Его ученик Бонифацио Веронезе продолжал
в том же духе, постепенно отходя, однако,
от традиционного изображения мадонны
и святых и называя свои картины „Пир
у богача“ или „Нахождение Моисея“; он
писал разнообразные сцены светской жизни
на лоне природы: концерты на террасе загородной
виллы, охоты и пикники в лесу.
Ученик Бонифацио
Якопо Бассано также любил
изображать сельские сцены. Его картины
предназначались для обитателей маленького
торгового городка Бассано, откуда и произошло
его имя и где внутри городских стен вы
и сейчас сможете увидеть мужчин и женщин
в грубой деревенской одежде, торгующих
своими пестрыми изделиями, где сразу
же за городскими стенами раскинулись
поля и работают крестьяне.
Поддавшийся желанию, хотя и не вполне осознанному, придать бытовой характер библейским легендам, Бассано почти в каждую написанную им религиозную или мифологическую композицию вводил эпизоды из уличной жизни своего городка и близлежащих деревень. Даже Орфей в его исполнении превратился в деревенского парня, развлекающего домашних птиц игрой на скрипке.
Картины Бассано
и его двух сыновей и последователей
имели большой успех в Венеции
и других местах, потому что они бесхитростно
изображали простое деревенское существование,
прелесть которого возрастала по мере
того, как времяпрепровождение венецианских
аристократов становилось все более светским.
Но изображение сельской жизни было далеко
не единственным очарованием этих картин.
Люди научились понимать язык живописи,
и потому им стали нравиться красивые
вещи, которые она изображала. Искусство
Бассано не преследовало никакой определенной
цели, но доставляло удовольствие мастерством
светотеневых эффектов и своим красочным
богатством.
В третьей четверти
XVI века появились особенные ценители
подобных картин, и успех Бассано
потому был очень велик.
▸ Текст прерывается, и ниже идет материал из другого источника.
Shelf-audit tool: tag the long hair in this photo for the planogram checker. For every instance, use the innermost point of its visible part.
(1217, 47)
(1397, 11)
Венецианцы
издавна отличались пристрастием к
красивым вещам, вызывавшим в них
чисто чувственное наслаждение.
Они любили искусство, в котором почти
отсутствовало глубокое интеллектуальное
содержание, и первое место отводилось
колориту, сияющему как самоцветные камни
или опалы. И венецианское стекло служило
той же цели, так как в нем особенно ценились
форма и цвет. Когда живопись освободилась
из-под церковной опеки и на нее перестали
возлагать чисто декоративные функции,
люди стали наслаждаться ею в той же мере,
в какой наслаждались лицезрением драгоценных
камней и венецианского стекла. Этому
всецело отвечали работы Бассано. Его
картины иногда так ослепительны и свежи
по своему прозрачному, холодноватому
колориту, что их можно сравнить с лучшими
образцами венецианского стекла, а отдельные
детали, ярко освещенные и насыщенные
цветом, сияют, как рубины и изумруды.
После всего сказанного
ясно, что Бассано превосходил и Тициана
и Тинторетто в передаче света, воздушной
среды и изображении реальной жизни. Если
бы это было не так, то ни тогда, ни теперь
работы Бассано не ценились бы столь высоко.
Жизнь, представленная в них, более скромна,
нежели в картинах Тинторетто, и если бы
не его воздушные и светотеневые эффекты,
он мог бы сравниться с маленькими голландцами.
Следует даже добавить, что Бассано был
бы превзойден Тенирсом, если бы не обладал
своим изумительным и драгоценным колоритом.